Eerie Tales (1919)
8/10
Possibly the first horror anthology
8 February 2021
Warning: Spoilers
Half a century before Amicus popularised the horror anthology here in Britain, and a good quarter of a century before the Ealing classic DEAD OF NIGHT, Austrian-born director Richard Oswald made UNCANNY TALES. It's a five-story anthology from Germany in which screen stars Conrad Veidt, Reinhold Schunzel and Anita Berber play Death, the Devil and a ghostly prostitute respectively. They emerge from old paintings in an antiques store overnight, kicking out the owner before reading five very different stories in which the stars also take the lead roles. In the first, Veidt begins an affair with an abused wife only to have her mysteriously vanish on him; the twist ending is a great one and later repeated in the British film SO LONG AT THE FAIR. In the second, Schunzel and Veidt play rival suitors.
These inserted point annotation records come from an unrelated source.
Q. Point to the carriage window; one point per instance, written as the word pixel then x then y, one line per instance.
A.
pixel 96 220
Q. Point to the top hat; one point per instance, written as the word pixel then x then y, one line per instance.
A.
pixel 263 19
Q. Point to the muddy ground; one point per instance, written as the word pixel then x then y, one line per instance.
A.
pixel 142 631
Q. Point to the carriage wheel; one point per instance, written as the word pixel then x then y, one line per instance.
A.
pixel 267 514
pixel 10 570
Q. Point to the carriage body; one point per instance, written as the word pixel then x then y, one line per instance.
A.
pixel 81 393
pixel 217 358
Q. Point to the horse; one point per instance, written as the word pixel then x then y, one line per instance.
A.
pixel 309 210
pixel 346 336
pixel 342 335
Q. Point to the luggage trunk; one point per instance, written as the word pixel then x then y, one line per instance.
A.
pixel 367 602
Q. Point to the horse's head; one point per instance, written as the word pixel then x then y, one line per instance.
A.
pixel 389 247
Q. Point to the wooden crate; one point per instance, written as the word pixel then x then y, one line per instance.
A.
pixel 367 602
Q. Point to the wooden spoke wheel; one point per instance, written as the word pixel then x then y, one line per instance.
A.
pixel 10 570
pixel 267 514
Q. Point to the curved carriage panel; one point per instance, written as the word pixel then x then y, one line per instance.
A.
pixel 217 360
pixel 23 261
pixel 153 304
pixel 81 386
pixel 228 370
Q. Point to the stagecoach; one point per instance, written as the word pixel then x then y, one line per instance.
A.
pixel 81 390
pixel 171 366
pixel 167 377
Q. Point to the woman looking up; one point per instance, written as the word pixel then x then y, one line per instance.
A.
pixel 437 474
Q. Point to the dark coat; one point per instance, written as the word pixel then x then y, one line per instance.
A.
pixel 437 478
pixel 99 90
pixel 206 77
Schunzel loses a bet and bumps off Veidt, only to be haunted by the ghost of his creeping hand. I was reminded of the Christopher Lee segment in DR TERROR'S HOUSE OF HORRORS here; the effects are far more primitive but the chilling effect the same. The third story is an effective reworking of Poe's THE BLACK CAT with all the right ingredients, while the fourth tells of the 'Suicide Club' and a fatal card game, with Veidt made up as Roderick Usher. There's another decent twist at the climax. The final story is a slight comedic effort in which a haunting is deliberately staged. It's a strong film, very atmospheric and with a good pace to sustain every story, episodic though they are.